Graph Convolution ≈ Mixup

This might be one of my most liked papers that probably reveals the essence of graph convolution. It is published on TMLR and is selected as an Oral Presentation at LoG2024 TMLR Track. In this paper, we propose that graph convolution can be viewed as a specialized form of Mixup.

arXiv

1. TL;DR

This paper builds the relationship between graph convolution and Mixup techniques.

Graph convolution aggregates features from neighboring samples for a specific node (sample).
Mixup generates new examples by averaging features and one-hot labels from multiple samples.

The two share one commonality that information aggregation from multiple samples. We reveal that, under two mild modifications, graph convolution can be viewed as a specialized form of Mixup that is applied during both the training and testing phases if we assign the target node’s label to all its neighbors.

2. Graph Convolution ≈ Mixup

Graph Neural Networks have recently been recognized as the de facto state-of-the-art algorithm for graph learning. The core idea behind GNNs is neighbor aggregation, which involves combining the features of a node’s neighbors. Specifically, for a target node with feature $𝒙_{𝑖}$ , one-hot label $𝒚_{𝑖}$ , and neighbor set $𝒩_{𝑖}$ , the graph convolution operation in GCN is essentially as follows:

(\tilde{𝒙}, \tilde{𝒚}) = (\frac{1}{| 𝒩_{𝑖} |} \sum_{𝑘 \in 𝒩_{𝑖}} 𝒙_{𝑘}, 𝒚_{𝑖})

In parallel, Mixup is proposed to train deep neural networks effectively, which also essentially generates a new sample by averaging the features and labels of multiple samples:

(\tilde{𝒙}, \tilde{𝒚}) = (\sum_{𝑖 = 1}^{𝑁} 𝜆_{𝑖} 𝒙_{𝑖}, \sum_{𝑖 = 1}^{𝑁} 𝜆_{𝑖} 𝒚_{𝑖}), s.t. \sum_{𝑖 = 1}^{𝑁} 𝜆_{𝑖} = 1

where $𝒙_{𝑖}$ / $𝒚_{𝑖}$ are the feature/label of sample $𝑖$ . Mixup typically takes two data samples ( $𝑁 = 2$ ).

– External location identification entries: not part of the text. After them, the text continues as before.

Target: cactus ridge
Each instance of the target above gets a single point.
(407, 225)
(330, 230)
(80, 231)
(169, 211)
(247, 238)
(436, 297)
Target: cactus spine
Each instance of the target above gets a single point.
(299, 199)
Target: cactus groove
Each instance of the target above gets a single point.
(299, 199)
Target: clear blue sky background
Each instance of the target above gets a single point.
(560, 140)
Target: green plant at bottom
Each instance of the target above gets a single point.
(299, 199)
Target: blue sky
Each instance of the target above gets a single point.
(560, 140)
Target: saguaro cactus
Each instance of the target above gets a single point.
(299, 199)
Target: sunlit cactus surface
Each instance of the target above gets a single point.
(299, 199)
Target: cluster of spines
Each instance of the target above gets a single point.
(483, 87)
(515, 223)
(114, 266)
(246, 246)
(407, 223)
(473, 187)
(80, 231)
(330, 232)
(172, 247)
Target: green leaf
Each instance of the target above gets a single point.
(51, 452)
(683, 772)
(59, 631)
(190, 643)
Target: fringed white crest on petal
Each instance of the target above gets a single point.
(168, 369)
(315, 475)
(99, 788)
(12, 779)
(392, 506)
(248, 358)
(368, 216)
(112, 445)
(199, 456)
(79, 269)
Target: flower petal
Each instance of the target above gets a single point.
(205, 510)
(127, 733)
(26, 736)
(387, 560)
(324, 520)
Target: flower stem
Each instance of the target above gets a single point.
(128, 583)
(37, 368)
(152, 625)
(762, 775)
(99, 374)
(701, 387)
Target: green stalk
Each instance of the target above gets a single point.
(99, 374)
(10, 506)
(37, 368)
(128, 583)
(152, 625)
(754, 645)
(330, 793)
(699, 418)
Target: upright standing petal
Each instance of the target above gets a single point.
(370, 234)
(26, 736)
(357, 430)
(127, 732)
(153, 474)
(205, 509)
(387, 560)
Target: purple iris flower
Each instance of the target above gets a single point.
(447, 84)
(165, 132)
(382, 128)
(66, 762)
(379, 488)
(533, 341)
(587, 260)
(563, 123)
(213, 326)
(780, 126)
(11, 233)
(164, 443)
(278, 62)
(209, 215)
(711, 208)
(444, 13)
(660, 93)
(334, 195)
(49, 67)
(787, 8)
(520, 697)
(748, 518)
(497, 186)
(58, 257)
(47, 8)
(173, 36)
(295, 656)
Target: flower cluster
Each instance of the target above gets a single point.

The above two equations highlight a remarkable similarity between graph convolution and Mixup, i.e., the manipulation of data samples through averaging the features. This similarity prompts us to investigate the relationship between these two techniques as follows:

In this paper, we answer this question by establishing the connection between graph convolutions and Mixup, and further understanding the graph neural networks through the lens of Mixup. We show that graph convolutions are intrinsically equivalent to Mixup by rewriting as follows:

\begin{matrix} (\tilde{𝒙}, \tilde{𝒚}) & = (\frac{1}{| 𝒩_{𝑖} |} \sum_{𝑘 \in 𝒩_{𝑖}} 𝒙_{𝑘}, 𝒚_{𝑖}) \\ = (\sum_{𝑘 \in 𝒩_{𝑖}} \frac{1}{| 𝒩_{𝑖} |} 𝒙_{𝑘}, \sum_{𝑘 \in 𝒩_{𝑖}} \frac{1}{| 𝒩_{𝑖} |} 𝒚_{𝑖}) \\ = (\sum_{𝑘 \in 𝒩_{𝑖}} 𝜆_{𝑖} 𝒙_{𝑘}, \sum_{𝑘 \in 𝒩_{𝑖}} 𝜆_{𝑖} 𝒚_{𝑖}) \end{matrix}

where $𝜆_{𝑖} = \frac{1}{| 𝒩_{𝑖} |}$ , and $𝒙_{𝑖}$ and $𝒚_{𝑖}$ are the feature and label of the target node $𝑛_{𝑖}$ .

This above equation states that graph convolution is equivalent to Mixup if we assign the $𝒚_{𝑖}$ to all the neighbors of node $𝑛_{𝑖}$ in set $𝒩_{𝑖}$ .

3. Experiments

The experiments with the public split on Cora, CiteSeer, and Pubmed datasets and the results are shown in the following table. The results show that MLP with mixup can achieve comparable performance to the original GCN.

Figure 2: Performance comparison results

We experimented with different data splits of train/validation/test (the training data ratio span from $10 % - 90 %$ ).

Figure 3: Results with different data splits

With the test-time mixup (details in the paper), the MLPs with mixup can achieve comparable performance to the original GCN.